In den Blick nehmen

Erkundung des Weges zum Pfirsichblütenquell

Zwei, drei, manchmal sogar mehr Videokonferenzen täglich prägen momentan meine Arbeit. Und danach? Ich sitze, wie viele andere, zu Hause und betrachte die Welt auf Bildschirmen. Ich schaue Dokumentationen im Fernsehen, treffe Freund*innen auf Skype, bilde mich weiter in Online-Seminaren. Ich freue mich über die für mich neuen Möglichkeiten und versuche, die Zeit gut zu nutzen. Ich möchte alles durchdringen, Erklärungen finden für das, was gerade passiert – mein Verstand steht nicht still.
Doch wenn ich vor die Tür gehe, springen meine Sinne an. Von ganz alleine und ohne Absicht: Ich rieche, ich beobachte, ich höre. Ich genieße die Mehrdimensionalität und lasse mich treiben.
Genau das verbinde ich mit dem Bild, das ich ausgewählt habe: Erkundungen des Weges zum Pfirsichblütenquell, entstanden Mitte des 16. Jahrhunderts. Was für eine sinnliche Erfahrung es sein muss, sich mit dem Protagonisten, einem Fischer, auf die Suche nach dem Pfirsichblütenquell zu machen, hinter dem sich eine ideale Welt voller Frieden und Glück verbirgt. Die Sage stammt aus dem 4. oder 5. Jahrhundert, ihr Verfasser, ein wahrer Meister chinesischer Prosa, Tao Yuanming, stellte darin den Wirren seiner Zeit diese paradiesische Vorstellung gegenüber.
Das Landschaftspanorama ist fast 5,80 Meter lang, eine wohldurchdachte Komposition von Wen Zhengming, schwer, sie auf einen Blick zu erfassen – oder gar abzubilden. Ein Bach mäandert durch die gebirgige und waldreiche Landschaft, Menschen bewohnen und bewirtschaften das Tal. Der Fischer hat sein Boot am Ufer angebunden und wird im nächsten Moment die Höhle zur Innenwelt betreten. Im Detail lassen sich die Blüten und Blätter an den Bäumen besonders schön sehen. Können Sie sie riechen?
Neben seiner Symbolik und der unglaublichen Kunstfertigkeit habe ich einen ganz persönlichen Zugang zu dem Bild: Zwar habe ich Kunstgeschichte studiert, die asiatische ist mir jedoch wenig vertraut. Sie folgt ganz eigenen Regeln. Schon immer bin ich deshalb besonders gerne ins Museum für Ostasiatische Kunst Köln gegangen, um erst einmal nur zu schauen, die Dinge auf mich wirken zu lassen, ganz ohne Absicht. Dafür musste ich mein bisher Gelerntes loslassen.
Und gerade das Loslassen vom Gewohnten ist für mich ein wichtiger Teil der Fastenzeit, um sich auf das zu besinnen, was das Leben ausmacht, für die persönliche Welt voller Frieden und Glück. Vor diesem Hintergrund wirkt das Bild beinahe wie eine Anleitung.
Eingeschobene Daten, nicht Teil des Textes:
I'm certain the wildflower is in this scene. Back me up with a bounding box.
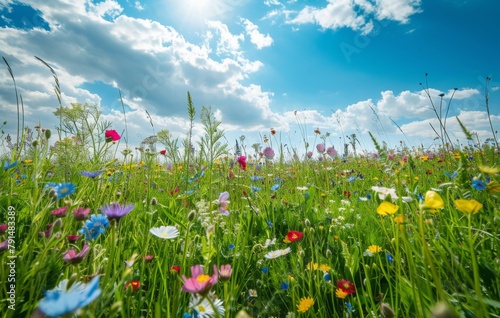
[54,182,76,199]
[3,160,17,170]
[264,247,292,259]
[149,225,179,240]
[472,179,486,190]
[73,207,90,221]
[125,280,141,291]
[424,190,444,213]
[236,156,247,170]
[337,279,356,295]
[100,202,134,221]
[170,265,181,274]
[50,206,68,218]
[189,295,226,318]
[335,288,349,299]
[283,231,304,243]
[63,243,90,264]
[377,201,399,216]
[263,147,274,160]
[0,239,9,253]
[216,191,229,216]
[297,297,314,312]
[372,186,398,202]
[38,276,101,317]
[104,129,121,142]
[78,214,109,240]
[326,147,337,158]
[368,245,382,254]
[316,143,325,153]
[453,199,483,214]
[80,171,104,179]
[219,264,233,281]
[182,265,218,297]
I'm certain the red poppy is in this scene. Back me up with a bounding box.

In der neuen Reihe haben wir ausgewählte Personen gebeten, ihr persönliches Lieblingsbild (Gemälde, Foto, Zeichnung, Druck) „in den Blick zu nehmen“ und dazu etwas zu schreiben. An jedem Fastensonntag erscheint nun ein ganz persönlicher Beitrag zu einem Bild.
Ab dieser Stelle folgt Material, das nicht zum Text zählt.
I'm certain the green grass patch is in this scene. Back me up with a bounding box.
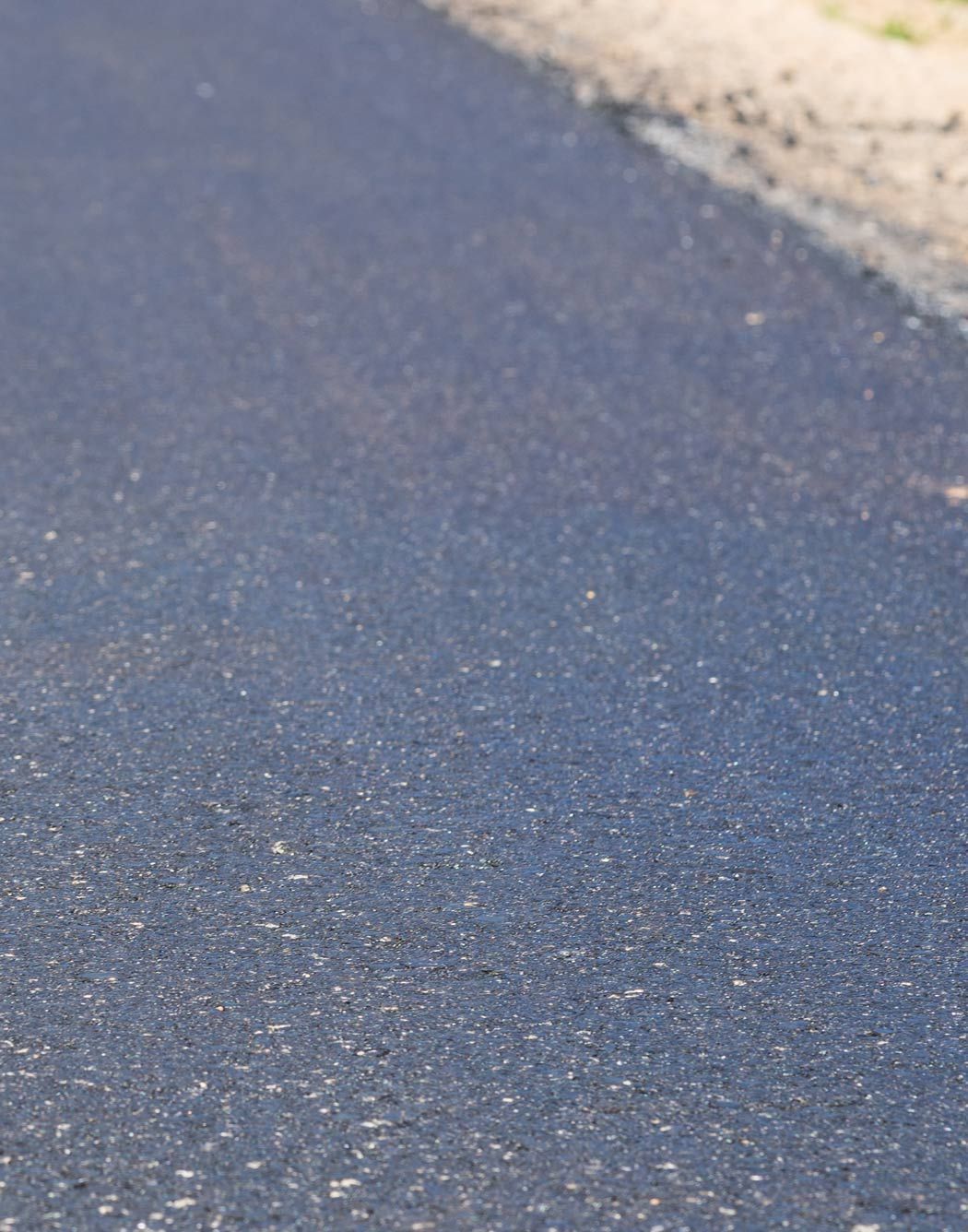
[880,18,919,43]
Wie kam es zu dieser Idee? Ein Kunstwerk zu betrachten, sich damit auseinander zu setzen, hineingezogen zu werden, das kann glücklich machen, davon sind wir, das Redaktionsteam des Blogs „Akademie in den Häusern“, überzeugt. Aber auch die Perspektive zu wechseln und den Horizont zu erweitern, bringt uns dem Glück und der Zufriedenheit ein entscheidendes Stückchen näher. Die unterschiedlichen Bilder, die in dieser kleinen Reihe gezeigt werden, laden uns ein, genauer hinzusehen und wahrzunehmen, was ist. Auf diesen Perspektivenwechsel in der Fastenzeit freuen wir uns! Lassen Sie sich, genau wie wir, mit allen Sinnen ansprechen.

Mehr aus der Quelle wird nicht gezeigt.